The join table D is on two columns: D.c1 = A.c1 and D.c2 = A.c2. If I comment out one of the columns, the left join appears to work, so the issue may be related to a left join with multiple columns constrained. The two columns being specified are the first two of three columns in the primary key on table D. Removing 'c1' from the join results in the join functioning - and also makes the join non-SARGable. Removing c2 from the join still produces wrong results, but is still SARGable.
Definitely something with SARGable left join on a multi-column primary key.
This doesn't work:
Item it join Batch b on b.FileID = it.FileID and b.LineNumber = it.BatchLineNumber join [File] f on f.FileID = it.FileID left join ItemAnomaly ia on ia.SuccessorLineNumber = it.LineNumber and ia.SuccessorFileID = (it.FileID + 1) left join AnomalyType at on at.AnomalyTypeID = ia.SuccessorAnomalyTypeID
But this does:
Item it join Batch b on b.FileID = it.FileID and b.LineNumber = it.BatchLineNumber join [File] f on f.FileID = it.FileID left join ItemAnomaly ia on (ia.SuccessorLineNumber + 1) = (it.LineNumber + 1) and (ia.SuccessorFileID +1 ) = (it.FileID + 1) left join AnomalyType at on at.AnomalyTypeID = ia.SuccessorAnomalyTypeID
If I drop the primary key and add a (non-unique) index on the two columns I'm trying to join, the results are still incorrect - the left join is matching on all rows.
Changing the join order doesn't make any difference.
Removing the sort doesn't make any difference.
I have a database and query that I could upload - the database is about 650mb ZIP'd. I suspect I could repro in a much smaller database with some work, but I've got a fast internet connection, so I don't mind pushing the big file.
Ah ha! Adding foreign key constraints causes the query to run correctly. Of course, the existence of a foreign key constraint should never affect the results of a query.

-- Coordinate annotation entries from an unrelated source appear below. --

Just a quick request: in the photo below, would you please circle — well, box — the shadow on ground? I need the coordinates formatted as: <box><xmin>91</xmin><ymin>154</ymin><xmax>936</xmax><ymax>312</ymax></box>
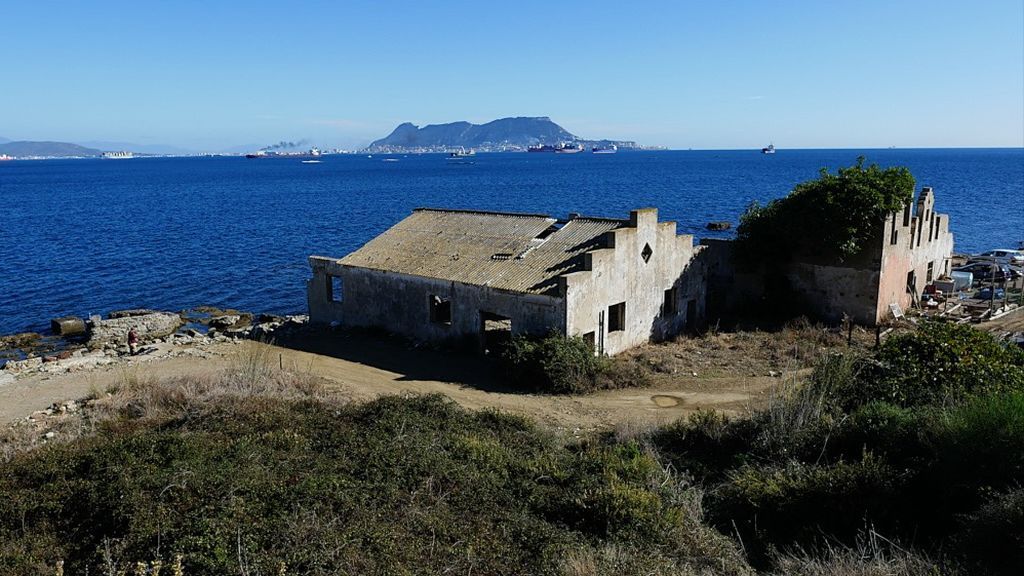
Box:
<box><xmin>273</xmin><ymin>329</ymin><xmax>520</xmax><ymax>393</ymax></box>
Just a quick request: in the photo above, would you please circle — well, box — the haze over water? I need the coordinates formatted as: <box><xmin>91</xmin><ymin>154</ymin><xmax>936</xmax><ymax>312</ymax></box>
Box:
<box><xmin>0</xmin><ymin>149</ymin><xmax>1024</xmax><ymax>333</ymax></box>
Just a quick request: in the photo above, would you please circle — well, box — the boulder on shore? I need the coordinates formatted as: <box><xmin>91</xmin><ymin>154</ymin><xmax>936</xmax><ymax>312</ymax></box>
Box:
<box><xmin>106</xmin><ymin>308</ymin><xmax>158</xmax><ymax>319</ymax></box>
<box><xmin>50</xmin><ymin>316</ymin><xmax>85</xmax><ymax>336</ymax></box>
<box><xmin>0</xmin><ymin>332</ymin><xmax>43</xmax><ymax>349</ymax></box>
<box><xmin>87</xmin><ymin>312</ymin><xmax>181</xmax><ymax>348</ymax></box>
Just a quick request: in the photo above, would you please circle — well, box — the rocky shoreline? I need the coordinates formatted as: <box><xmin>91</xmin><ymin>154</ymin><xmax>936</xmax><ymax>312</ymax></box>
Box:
<box><xmin>0</xmin><ymin>306</ymin><xmax>308</xmax><ymax>385</ymax></box>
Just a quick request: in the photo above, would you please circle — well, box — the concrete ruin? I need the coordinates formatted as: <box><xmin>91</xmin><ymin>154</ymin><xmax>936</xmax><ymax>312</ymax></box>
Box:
<box><xmin>307</xmin><ymin>203</ymin><xmax>705</xmax><ymax>355</ymax></box>
<box><xmin>702</xmin><ymin>188</ymin><xmax>953</xmax><ymax>326</ymax></box>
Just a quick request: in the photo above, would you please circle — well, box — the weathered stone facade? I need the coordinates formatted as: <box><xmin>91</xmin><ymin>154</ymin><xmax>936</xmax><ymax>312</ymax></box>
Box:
<box><xmin>307</xmin><ymin>204</ymin><xmax>703</xmax><ymax>355</ymax></box>
<box><xmin>703</xmin><ymin>188</ymin><xmax>953</xmax><ymax>326</ymax></box>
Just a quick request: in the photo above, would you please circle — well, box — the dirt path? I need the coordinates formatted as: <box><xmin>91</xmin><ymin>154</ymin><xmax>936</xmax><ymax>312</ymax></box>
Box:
<box><xmin>0</xmin><ymin>336</ymin><xmax>779</xmax><ymax>430</ymax></box>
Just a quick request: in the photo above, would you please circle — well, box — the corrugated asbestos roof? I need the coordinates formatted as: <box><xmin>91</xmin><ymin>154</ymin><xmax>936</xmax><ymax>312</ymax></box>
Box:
<box><xmin>339</xmin><ymin>208</ymin><xmax>628</xmax><ymax>294</ymax></box>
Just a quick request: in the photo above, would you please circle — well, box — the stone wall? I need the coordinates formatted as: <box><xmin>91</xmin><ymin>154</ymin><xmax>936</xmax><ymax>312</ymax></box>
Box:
<box><xmin>701</xmin><ymin>188</ymin><xmax>953</xmax><ymax>326</ymax></box>
<box><xmin>560</xmin><ymin>208</ymin><xmax>705</xmax><ymax>355</ymax></box>
<box><xmin>307</xmin><ymin>209</ymin><xmax>705</xmax><ymax>355</ymax></box>
<box><xmin>307</xmin><ymin>256</ymin><xmax>565</xmax><ymax>343</ymax></box>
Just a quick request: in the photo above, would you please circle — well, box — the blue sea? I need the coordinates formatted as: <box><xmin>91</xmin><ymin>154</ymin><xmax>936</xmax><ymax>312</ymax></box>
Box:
<box><xmin>0</xmin><ymin>149</ymin><xmax>1024</xmax><ymax>334</ymax></box>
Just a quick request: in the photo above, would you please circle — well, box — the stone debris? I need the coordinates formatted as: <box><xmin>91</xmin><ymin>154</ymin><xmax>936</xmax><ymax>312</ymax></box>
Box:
<box><xmin>50</xmin><ymin>316</ymin><xmax>85</xmax><ymax>336</ymax></box>
<box><xmin>0</xmin><ymin>310</ymin><xmax>308</xmax><ymax>379</ymax></box>
<box><xmin>87</xmin><ymin>312</ymin><xmax>181</xmax><ymax>348</ymax></box>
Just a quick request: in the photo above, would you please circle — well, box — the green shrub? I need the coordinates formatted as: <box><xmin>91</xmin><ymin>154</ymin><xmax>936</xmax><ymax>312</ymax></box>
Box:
<box><xmin>502</xmin><ymin>333</ymin><xmax>603</xmax><ymax>394</ymax></box>
<box><xmin>734</xmin><ymin>158</ymin><xmax>914</xmax><ymax>264</ymax></box>
<box><xmin>0</xmin><ymin>396</ymin><xmax>749</xmax><ymax>576</ymax></box>
<box><xmin>708</xmin><ymin>453</ymin><xmax>905</xmax><ymax>558</ymax></box>
<box><xmin>953</xmin><ymin>488</ymin><xmax>1024</xmax><ymax>576</ymax></box>
<box><xmin>843</xmin><ymin>322</ymin><xmax>1024</xmax><ymax>407</ymax></box>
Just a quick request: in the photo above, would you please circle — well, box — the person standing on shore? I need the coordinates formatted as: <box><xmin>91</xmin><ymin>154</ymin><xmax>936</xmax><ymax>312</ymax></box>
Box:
<box><xmin>128</xmin><ymin>326</ymin><xmax>138</xmax><ymax>356</ymax></box>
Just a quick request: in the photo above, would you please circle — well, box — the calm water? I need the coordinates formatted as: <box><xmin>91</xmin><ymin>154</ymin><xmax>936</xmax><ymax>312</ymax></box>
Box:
<box><xmin>0</xmin><ymin>149</ymin><xmax>1024</xmax><ymax>333</ymax></box>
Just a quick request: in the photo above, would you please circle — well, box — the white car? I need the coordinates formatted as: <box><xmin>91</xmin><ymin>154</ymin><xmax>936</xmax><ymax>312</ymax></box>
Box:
<box><xmin>977</xmin><ymin>248</ymin><xmax>1024</xmax><ymax>266</ymax></box>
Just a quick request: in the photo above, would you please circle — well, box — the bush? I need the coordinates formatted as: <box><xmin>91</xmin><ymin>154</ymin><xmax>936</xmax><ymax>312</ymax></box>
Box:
<box><xmin>708</xmin><ymin>453</ymin><xmax>905</xmax><ymax>558</ymax></box>
<box><xmin>953</xmin><ymin>488</ymin><xmax>1024</xmax><ymax>576</ymax></box>
<box><xmin>0</xmin><ymin>389</ymin><xmax>749</xmax><ymax>576</ymax></box>
<box><xmin>734</xmin><ymin>158</ymin><xmax>914</xmax><ymax>264</ymax></box>
<box><xmin>843</xmin><ymin>322</ymin><xmax>1024</xmax><ymax>408</ymax></box>
<box><xmin>502</xmin><ymin>333</ymin><xmax>603</xmax><ymax>394</ymax></box>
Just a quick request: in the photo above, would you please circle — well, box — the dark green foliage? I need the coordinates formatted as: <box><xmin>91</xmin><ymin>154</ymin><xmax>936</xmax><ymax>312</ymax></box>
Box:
<box><xmin>652</xmin><ymin>324</ymin><xmax>1024</xmax><ymax>574</ymax></box>
<box><xmin>842</xmin><ymin>322</ymin><xmax>1024</xmax><ymax>407</ymax></box>
<box><xmin>502</xmin><ymin>333</ymin><xmax>602</xmax><ymax>394</ymax></box>
<box><xmin>709</xmin><ymin>453</ymin><xmax>906</xmax><ymax>557</ymax></box>
<box><xmin>954</xmin><ymin>488</ymin><xmax>1024</xmax><ymax>576</ymax></box>
<box><xmin>0</xmin><ymin>397</ymin><xmax>744</xmax><ymax>575</ymax></box>
<box><xmin>736</xmin><ymin>158</ymin><xmax>914</xmax><ymax>263</ymax></box>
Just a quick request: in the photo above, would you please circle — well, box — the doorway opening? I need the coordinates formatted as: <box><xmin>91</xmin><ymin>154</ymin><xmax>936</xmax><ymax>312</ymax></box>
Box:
<box><xmin>480</xmin><ymin>310</ymin><xmax>512</xmax><ymax>356</ymax></box>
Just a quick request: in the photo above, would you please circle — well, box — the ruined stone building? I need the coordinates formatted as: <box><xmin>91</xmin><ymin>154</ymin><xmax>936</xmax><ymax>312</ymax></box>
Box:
<box><xmin>307</xmin><ymin>204</ymin><xmax>705</xmax><ymax>355</ymax></box>
<box><xmin>703</xmin><ymin>188</ymin><xmax>953</xmax><ymax>326</ymax></box>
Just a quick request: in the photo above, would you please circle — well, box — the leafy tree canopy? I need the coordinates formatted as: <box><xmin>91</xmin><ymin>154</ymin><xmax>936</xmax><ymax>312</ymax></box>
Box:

Here's a complete repro script, starting from an empty database:
CREATE TABLE [AnomalyType] ( [AnomalyTypeID] Int NOT NULL, [Description] NVarChar(50) NOT NULL ); CREATE TABLE [Item] ( [FileID] Int NOT NULL, [LineNumber] Int NOT NULL, [TraceNumber] BigInt NOT NULL ); CREATE TABLE [ItemAnomaly] ( [FileID] Int NOT NULL, [LineNumber] Int NOT NULL, [AnomalyTypeID] Int NOT NULL ); ALTER TABLE [AnomalyType] ADD CONSTRAINT [PK_NewTable3] PRIMARY KEY ([AnomalyTypeID]); ALTER TABLE [Item] ADD CONSTRAINT [PK_NewTable1] PRIMARY KEY ([FileID],[LineNumber]); ALTER TABLE [ItemAnomaly] ADD CONSTRAINT [PK_NewTable2] PRIMARY KEY ([FileID],[LineNumber],[AnomalyTypeID]); insert Item (FileID, LineNumber, TraceNumber) values (1,1,12345) insert Item (FileID, LineNumber, TraceNumber) values (1,2,23456) insert Item (FileID, LineNumber, TraceNumber) values (2,1,34567) insert ItemAnomaly (FileID,LineNumber,AnomalyTypeID) values (1,2,2) insert ItemAnomaly (FileID,LineNumber,AnomalyTypeID) values (2,2,2) insert AnomalyType (AnomalyTypeID, [Description]) values (0,'Nothing') insert AnomalyType (AnomalyTypeID, [Description]) values (1,'AT 1') insert AnomalyType (AnomalyTypeID, [Description]) values (2,'AT 2') select * from Item it left join ItemAnomaly ia on ia.FileID=it.FileID and ia.LineNumber=it.LineNumber left join AnomalyType at on at.AnomalyTypeID=ia.AnomalyTypeID -- Expected Results /* 1 1 12345 1 2 23456 1 2 2 2 AT 2 2 1 34567 */ -- Actual Results /* 1 1 12345 1 2 2 2 AT 2 1 2 23456 1 2 2 2 AT 2 2 1 34567 2 2 2 2 AT 2 */ -- Adding foreign key constraints ALTER TABLE [ItemAnomaly] ADD CONSTRAINT [FK_ItemAnomaly_AnomalyType] FOREIGN KEY ([AnomalyTypeID]) REFERENCES [AnomalyType]([AnomalyTypeID]); ALTER TABLE [ItemAnomaly] ADD CONSTRAINT [FK_ItemAnomaly_Item] FOREIGN KEY ([FileID],[LineNumber]) REFERENCES [Item]([FileID],[LineNumber]); -- With the foreign key constraints in place, the results of the query are correct and fast
If you can send the example database to our TransferBigFiles drop-box (see here) we can test it against 5.7.8 and 6.0 pretty quickly--as well as check whether the fixes that we'll be releasing very soon will fix it or if it will need more specific investigation.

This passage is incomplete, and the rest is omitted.